Armorial plaque, Ardfert, Co. Kerry
Co. Kerry |
Estate Features
On the east wall of a transept in Ardfert, County Kerry, a limestone slab roughly the size of a large mirror carries a carved heraldic display that most visitors walk past without a second glance.
It is not especially large, measuring around 56 centimetres high by 52 wide, but it is dense with meaning: a heater-shaped shield, so called for its resemblance to the flat-iron shields used in medieval tournaments, divided vertically down the centre and packed with the symbols of two distinct families joined, apparently, by alliance or marriage.

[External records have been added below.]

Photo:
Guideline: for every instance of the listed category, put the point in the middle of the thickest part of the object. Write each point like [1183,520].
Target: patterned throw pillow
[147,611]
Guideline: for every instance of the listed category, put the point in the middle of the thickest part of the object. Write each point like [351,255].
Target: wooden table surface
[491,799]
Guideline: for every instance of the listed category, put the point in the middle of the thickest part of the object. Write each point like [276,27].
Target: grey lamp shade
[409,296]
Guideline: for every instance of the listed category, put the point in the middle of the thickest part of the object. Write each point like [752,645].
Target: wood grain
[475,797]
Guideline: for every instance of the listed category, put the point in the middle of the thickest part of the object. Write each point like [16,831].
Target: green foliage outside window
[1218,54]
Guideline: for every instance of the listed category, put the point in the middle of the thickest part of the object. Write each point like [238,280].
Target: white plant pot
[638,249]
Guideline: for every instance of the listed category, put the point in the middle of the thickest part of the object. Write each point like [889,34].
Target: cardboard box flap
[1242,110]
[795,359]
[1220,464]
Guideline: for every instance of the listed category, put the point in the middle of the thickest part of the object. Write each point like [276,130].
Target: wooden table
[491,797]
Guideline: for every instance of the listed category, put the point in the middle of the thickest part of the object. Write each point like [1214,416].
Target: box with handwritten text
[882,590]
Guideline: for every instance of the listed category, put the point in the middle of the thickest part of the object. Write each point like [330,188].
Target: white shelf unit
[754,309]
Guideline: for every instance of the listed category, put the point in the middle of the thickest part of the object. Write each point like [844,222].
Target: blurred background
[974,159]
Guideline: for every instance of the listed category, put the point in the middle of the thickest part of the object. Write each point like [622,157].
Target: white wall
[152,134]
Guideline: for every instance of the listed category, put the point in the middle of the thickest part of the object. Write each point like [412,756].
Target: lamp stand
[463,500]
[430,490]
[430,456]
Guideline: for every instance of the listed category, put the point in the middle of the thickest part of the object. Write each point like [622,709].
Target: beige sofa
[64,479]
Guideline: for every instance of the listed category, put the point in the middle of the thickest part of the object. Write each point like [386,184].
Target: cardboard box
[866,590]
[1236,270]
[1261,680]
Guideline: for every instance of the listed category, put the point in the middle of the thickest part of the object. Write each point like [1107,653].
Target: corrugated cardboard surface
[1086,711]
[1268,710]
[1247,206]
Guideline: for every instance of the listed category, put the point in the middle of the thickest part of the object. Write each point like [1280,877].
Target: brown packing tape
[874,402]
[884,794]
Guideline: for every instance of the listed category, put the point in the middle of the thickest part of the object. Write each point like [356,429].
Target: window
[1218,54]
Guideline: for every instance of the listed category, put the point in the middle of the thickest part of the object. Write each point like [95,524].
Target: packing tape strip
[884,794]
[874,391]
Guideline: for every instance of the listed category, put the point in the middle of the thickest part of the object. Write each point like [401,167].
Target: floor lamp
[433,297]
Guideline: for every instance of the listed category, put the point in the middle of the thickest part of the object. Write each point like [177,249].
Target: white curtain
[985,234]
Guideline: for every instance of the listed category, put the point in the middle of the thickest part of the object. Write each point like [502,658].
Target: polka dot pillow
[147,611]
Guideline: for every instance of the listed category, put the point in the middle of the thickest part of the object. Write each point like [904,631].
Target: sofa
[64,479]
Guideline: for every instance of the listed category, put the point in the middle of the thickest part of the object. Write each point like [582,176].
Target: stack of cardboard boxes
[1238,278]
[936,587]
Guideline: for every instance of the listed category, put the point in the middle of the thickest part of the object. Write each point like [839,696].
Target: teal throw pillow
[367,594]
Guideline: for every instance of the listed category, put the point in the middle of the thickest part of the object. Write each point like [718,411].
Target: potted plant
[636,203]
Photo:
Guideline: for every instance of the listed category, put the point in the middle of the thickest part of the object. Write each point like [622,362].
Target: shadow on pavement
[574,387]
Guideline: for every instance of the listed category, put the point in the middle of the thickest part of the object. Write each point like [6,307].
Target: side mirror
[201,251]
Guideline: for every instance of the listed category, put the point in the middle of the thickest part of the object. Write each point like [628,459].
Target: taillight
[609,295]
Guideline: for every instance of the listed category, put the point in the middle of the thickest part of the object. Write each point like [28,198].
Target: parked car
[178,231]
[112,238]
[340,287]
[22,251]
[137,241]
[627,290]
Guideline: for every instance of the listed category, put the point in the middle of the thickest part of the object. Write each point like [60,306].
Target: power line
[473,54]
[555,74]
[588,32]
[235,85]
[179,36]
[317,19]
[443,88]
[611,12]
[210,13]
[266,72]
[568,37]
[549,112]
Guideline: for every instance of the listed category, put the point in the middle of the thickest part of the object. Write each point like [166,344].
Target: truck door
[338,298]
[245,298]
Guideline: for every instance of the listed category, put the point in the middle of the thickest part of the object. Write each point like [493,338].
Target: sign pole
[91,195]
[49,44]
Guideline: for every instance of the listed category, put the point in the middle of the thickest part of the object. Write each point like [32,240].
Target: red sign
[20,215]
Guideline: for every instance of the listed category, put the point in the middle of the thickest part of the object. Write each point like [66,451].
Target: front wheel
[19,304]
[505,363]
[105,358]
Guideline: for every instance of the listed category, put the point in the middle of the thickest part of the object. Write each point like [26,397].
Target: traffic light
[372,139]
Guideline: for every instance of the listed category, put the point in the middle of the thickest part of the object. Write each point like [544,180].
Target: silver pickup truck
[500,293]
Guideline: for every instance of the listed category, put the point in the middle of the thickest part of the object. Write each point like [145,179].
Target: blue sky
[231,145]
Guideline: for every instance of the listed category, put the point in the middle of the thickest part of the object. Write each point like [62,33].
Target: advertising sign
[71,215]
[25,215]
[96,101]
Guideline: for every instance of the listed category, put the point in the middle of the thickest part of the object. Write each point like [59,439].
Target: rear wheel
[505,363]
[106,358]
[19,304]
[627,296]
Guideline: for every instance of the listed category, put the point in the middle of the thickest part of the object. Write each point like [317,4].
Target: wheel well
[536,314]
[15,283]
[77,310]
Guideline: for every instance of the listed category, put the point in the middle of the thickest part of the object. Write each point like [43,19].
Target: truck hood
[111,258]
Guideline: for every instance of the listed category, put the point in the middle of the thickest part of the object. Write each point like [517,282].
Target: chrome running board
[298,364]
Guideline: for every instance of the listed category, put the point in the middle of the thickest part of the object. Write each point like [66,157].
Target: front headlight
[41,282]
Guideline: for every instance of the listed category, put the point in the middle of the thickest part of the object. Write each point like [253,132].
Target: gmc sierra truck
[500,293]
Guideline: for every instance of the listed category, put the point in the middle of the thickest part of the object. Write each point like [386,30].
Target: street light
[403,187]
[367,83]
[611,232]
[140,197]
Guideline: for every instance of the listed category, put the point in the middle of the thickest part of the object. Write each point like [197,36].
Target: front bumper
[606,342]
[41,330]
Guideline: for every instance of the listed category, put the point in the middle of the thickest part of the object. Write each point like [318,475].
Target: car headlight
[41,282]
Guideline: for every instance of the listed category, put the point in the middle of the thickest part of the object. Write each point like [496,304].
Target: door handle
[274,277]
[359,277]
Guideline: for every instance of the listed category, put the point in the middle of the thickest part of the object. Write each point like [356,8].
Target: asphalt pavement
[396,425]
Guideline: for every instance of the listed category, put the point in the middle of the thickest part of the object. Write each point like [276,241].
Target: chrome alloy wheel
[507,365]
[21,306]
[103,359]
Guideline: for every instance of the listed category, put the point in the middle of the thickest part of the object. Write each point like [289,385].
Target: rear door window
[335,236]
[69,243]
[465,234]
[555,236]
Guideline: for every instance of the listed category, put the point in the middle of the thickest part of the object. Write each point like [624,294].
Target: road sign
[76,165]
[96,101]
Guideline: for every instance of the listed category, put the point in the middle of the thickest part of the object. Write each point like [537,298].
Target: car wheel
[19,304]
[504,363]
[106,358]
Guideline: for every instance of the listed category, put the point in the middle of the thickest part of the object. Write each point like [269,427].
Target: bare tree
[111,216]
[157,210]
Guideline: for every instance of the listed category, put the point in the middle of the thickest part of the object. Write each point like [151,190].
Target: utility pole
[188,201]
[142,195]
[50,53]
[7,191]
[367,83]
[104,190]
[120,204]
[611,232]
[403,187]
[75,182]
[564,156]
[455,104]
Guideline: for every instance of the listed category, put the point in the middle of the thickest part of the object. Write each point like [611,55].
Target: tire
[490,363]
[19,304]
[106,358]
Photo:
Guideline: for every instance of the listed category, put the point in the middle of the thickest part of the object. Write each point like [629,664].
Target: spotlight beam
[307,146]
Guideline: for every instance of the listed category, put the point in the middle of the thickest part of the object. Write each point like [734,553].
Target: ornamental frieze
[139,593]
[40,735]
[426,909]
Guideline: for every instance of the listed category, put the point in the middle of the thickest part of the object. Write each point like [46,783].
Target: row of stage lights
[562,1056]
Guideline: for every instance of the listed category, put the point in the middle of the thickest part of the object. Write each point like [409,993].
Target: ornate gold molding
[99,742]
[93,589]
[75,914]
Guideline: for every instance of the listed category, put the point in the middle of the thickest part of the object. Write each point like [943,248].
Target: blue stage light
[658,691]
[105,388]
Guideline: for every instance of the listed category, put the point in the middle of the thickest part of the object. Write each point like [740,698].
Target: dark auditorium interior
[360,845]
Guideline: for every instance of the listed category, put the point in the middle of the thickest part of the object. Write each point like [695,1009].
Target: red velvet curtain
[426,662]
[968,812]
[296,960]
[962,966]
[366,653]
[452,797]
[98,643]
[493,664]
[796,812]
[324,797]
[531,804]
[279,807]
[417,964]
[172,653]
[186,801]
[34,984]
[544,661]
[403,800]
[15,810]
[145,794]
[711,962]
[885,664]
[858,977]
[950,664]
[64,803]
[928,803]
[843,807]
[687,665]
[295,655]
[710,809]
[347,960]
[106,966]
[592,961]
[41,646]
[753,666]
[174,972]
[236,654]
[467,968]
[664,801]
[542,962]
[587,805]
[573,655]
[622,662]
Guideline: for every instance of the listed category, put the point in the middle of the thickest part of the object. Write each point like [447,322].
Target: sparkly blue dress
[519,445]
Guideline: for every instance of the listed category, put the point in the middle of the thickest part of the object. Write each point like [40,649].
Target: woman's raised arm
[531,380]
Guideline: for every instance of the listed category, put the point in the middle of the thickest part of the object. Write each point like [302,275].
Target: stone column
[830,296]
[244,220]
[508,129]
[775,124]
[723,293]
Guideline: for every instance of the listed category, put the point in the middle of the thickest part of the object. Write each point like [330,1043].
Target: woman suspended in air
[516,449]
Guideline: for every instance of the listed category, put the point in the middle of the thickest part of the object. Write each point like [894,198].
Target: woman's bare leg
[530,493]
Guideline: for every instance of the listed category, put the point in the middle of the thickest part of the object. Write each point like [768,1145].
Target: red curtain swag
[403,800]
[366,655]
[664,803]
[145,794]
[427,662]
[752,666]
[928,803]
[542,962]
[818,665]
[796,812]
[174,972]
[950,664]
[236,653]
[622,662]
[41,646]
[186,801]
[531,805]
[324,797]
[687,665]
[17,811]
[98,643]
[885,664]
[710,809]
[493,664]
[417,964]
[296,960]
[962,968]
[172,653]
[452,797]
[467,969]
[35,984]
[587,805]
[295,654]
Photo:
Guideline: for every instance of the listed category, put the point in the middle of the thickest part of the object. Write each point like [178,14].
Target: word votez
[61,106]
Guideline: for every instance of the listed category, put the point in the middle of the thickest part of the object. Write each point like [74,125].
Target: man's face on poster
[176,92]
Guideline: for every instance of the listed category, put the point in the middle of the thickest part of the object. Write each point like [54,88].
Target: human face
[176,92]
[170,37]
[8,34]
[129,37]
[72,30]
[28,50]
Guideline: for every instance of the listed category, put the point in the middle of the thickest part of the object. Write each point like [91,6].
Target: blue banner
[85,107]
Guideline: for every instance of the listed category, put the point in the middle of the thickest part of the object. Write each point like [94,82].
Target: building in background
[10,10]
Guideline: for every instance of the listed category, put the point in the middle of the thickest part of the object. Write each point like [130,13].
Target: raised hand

The plaque dates to the sixteenth century and commemorates a union between the Crosbie and Browne families, both of whom held influence in Kerry during that period. The left half of the shield carries the Crosbie arms, a lion rampant accompanied by two left hands in chief, those disembodied hands being a motif associated with several Munster families of the era. The right half bears the Browne arms, three martlets (a heraldic bird resembling a swift, shown without feet) arranged vertically, with a lion passant-guardant on the side panels known as flaunches. Surrounding the shield is mantling, the decorative drapery that in heraldry originally represented the cloth worn over a knight's helmet to absorb heat. Above it sits a crest featuring a circle pierced by three swords, a rosette, and what appears to be a winged wolf, though the carving at that point is ambiguous enough that it was noted tentatively even by earlier scholars. Beneath everything, in Gothic lettering, runs the Latin phrase INDIGNANTE INVIDIA FLOREBIT IUSTUS, which translates roughly as "the just man shall flourish despite the envy of his detractors", a motto with a quietly combative edge that suited the political climate of sixteenth-century Munster rather well.